Oh, but anyway I feel bad for my mother in law. She has sent us a card saying she is sorry I couldn't come and now a few text messages. I think she might be worried I don't like them or something, Jeremy's ex didn't (I don't understand why, like I said I couldn't ask for better ones). Or want to show me to the extended family--they are all pretty close and live in town except for Jeremy & I. Or even just feel bad that I'm alone because a lot of people think I'm weird to even want that in the first place. And I wonder if people think I'm a dick for disappointing her or deserting Jeremy. He says he doesn't mind, though. We usually have our Christmas beforehand.
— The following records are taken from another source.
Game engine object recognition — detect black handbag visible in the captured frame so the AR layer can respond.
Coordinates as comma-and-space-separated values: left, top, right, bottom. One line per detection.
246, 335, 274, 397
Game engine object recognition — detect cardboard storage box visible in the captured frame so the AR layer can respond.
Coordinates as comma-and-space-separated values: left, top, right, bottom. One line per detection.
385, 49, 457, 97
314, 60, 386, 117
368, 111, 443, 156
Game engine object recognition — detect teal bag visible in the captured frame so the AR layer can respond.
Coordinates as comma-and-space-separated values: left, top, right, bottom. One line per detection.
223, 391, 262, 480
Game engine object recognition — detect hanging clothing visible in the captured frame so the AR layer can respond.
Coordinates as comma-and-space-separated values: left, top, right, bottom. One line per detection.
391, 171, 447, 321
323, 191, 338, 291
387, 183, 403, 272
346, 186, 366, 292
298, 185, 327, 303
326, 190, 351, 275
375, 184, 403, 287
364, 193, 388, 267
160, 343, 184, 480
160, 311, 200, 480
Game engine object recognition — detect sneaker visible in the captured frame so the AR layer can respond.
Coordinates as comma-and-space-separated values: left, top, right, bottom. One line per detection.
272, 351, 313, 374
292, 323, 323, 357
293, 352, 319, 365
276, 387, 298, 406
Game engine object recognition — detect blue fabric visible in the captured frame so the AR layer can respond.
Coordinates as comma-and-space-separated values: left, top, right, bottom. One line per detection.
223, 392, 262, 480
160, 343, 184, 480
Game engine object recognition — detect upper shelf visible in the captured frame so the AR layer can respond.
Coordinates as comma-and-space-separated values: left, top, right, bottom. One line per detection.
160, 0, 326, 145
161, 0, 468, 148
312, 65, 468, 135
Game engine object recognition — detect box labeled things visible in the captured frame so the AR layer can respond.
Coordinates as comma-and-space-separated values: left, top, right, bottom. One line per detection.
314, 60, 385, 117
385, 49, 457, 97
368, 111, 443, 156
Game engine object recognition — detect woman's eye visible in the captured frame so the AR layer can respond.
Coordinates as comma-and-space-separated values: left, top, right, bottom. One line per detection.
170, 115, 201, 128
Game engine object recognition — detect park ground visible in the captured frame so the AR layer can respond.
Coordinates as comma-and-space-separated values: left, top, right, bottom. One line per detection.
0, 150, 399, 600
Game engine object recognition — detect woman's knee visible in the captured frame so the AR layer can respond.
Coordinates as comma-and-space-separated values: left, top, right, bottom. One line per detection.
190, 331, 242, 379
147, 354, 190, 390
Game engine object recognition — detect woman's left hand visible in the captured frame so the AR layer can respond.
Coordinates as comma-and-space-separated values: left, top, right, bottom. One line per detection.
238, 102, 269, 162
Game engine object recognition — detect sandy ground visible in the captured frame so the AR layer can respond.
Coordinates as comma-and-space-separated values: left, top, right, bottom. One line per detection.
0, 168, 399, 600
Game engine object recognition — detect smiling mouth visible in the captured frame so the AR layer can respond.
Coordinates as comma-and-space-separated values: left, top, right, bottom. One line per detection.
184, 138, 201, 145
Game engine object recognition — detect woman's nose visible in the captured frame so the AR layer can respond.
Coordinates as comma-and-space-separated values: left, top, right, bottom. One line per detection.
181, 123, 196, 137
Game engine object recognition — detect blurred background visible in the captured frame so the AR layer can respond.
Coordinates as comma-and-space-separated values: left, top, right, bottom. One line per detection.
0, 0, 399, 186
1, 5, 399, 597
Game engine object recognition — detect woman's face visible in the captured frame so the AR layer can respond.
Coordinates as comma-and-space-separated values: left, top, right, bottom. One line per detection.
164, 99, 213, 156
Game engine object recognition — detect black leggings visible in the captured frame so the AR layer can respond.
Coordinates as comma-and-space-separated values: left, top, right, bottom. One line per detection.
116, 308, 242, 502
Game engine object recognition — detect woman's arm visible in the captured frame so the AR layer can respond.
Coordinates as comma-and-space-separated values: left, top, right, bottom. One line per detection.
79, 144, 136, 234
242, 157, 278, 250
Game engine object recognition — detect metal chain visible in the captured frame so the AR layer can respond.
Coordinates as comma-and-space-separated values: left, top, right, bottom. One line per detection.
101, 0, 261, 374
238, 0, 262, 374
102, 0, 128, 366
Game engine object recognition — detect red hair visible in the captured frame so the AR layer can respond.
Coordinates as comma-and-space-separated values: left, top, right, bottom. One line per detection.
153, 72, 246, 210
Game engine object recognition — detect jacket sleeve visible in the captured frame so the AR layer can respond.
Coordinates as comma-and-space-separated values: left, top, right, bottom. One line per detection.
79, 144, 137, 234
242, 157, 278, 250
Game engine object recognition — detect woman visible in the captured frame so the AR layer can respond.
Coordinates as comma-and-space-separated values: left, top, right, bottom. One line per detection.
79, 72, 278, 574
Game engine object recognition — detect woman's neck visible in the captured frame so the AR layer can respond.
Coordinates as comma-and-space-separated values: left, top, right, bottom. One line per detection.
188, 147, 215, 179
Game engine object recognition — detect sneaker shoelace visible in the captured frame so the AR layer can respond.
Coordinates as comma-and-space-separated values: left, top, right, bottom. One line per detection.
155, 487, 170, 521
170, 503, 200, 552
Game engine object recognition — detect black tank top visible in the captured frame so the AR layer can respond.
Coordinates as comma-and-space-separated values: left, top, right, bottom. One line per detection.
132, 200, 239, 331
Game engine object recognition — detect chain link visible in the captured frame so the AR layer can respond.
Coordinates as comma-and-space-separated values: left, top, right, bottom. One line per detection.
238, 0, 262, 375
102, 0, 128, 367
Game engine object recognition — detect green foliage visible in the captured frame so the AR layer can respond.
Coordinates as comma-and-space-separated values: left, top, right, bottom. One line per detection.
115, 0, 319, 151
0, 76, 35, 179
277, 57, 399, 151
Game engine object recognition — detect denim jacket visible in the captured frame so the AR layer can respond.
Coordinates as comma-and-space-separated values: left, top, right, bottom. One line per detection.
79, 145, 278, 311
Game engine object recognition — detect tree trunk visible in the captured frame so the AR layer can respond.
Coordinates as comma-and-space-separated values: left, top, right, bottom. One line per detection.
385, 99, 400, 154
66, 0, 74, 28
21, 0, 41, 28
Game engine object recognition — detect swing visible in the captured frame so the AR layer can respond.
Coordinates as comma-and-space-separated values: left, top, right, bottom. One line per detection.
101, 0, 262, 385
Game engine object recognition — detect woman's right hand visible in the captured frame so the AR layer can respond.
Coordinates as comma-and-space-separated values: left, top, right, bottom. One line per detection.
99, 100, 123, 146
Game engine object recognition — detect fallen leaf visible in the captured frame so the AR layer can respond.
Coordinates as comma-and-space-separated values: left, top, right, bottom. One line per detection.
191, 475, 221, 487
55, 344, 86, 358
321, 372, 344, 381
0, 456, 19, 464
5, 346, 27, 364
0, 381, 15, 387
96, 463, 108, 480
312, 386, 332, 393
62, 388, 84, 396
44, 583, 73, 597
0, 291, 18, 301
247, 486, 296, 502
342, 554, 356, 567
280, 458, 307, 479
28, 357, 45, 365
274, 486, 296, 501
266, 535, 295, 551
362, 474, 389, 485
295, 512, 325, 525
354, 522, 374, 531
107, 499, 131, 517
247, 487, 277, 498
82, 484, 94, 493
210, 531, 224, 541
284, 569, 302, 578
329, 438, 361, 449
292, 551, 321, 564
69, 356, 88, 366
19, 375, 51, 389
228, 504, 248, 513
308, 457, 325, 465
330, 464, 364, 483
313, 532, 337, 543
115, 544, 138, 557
Some people feel sorry for me, because they assume no one in their right mind would choose not to go, so Jeremy must've said I couldn't go, or my in-laws suck and I hate them or something. And nothing could be farther from the truth--I have awesome in-laws. I can't really think of anyone who could be awesomer--his mom really tries hard to make me like her, and it totally works. His Dad is laid back and pleasant. His brother is funny and fun to be around. His extended family seems nice.
But, as I mentioned in my Thanksgiving post--I hate traveling. You go from School where you get a big long holiday break. To a job, where you're lucky if you get a day off. Then...you marry someone, and you have to cram in both your families and never get a moment's rest to actually enjoy yourself or the holidays. My sister (thanks to having married someone whose parents divorced and re-married, and wanting to have her own christmas with the kids) literally has 4 Christmases. And while when I was a little kid that would've sounded awesome... it just sounds like more work to me now. When a big part of my adult enjoyment of holidays is getting a day off work and being able to relax...
I just feel hectic all the time lately, cramming in so much into my life. I have always had a hard time making friends. And I didn't have any boyfriends until a few years ago. So... I have spent a lot of time alone in my life. And I sometimes miss it... Not the whole thing, I wouldn't trade my family, husband, or friends in for anything, but just some breathing room here and there, sitting around doing absolutely nothing... fiddling around on the computer, reading a book, listening to music, no where I have to be no one I have to talk to... I just get stressed out if I can't do it once in a blue moon. Oh, and I get the best sleep when he's gone (which makes me even more dickish to mention, but it's true). My body is still unfortunately not able to ignore his movements in the night, so I have trouble with waking up a bunch.
I miss Jeremy and my buddies again pretty quickly, though. And I have been able to hang out with my Dad some the last couple of days. We've both been so busy lately that I feel I forget to hang out with him as much as I would like or should.
Oh, but anyway I feel bad for my mother in law. She has sent us a card saying she is sorry I couldn't come and now a few text messages. I think she might be worried I don't like them or something, Jeremy's ex didn't (I don't understand why, like I said I couldn't ask for better ones). Or want to show me to the extended family--they are all pretty close and live in town except for Jeremy & I. Or even just feel bad that I'm alone because a lot of people think I'm weird to even want that in the first place. And I wonder if people think I'm a dick for disappointing her or deserting Jeremy. He says he doesn't mind, though. We usually have our Christmas beforehand.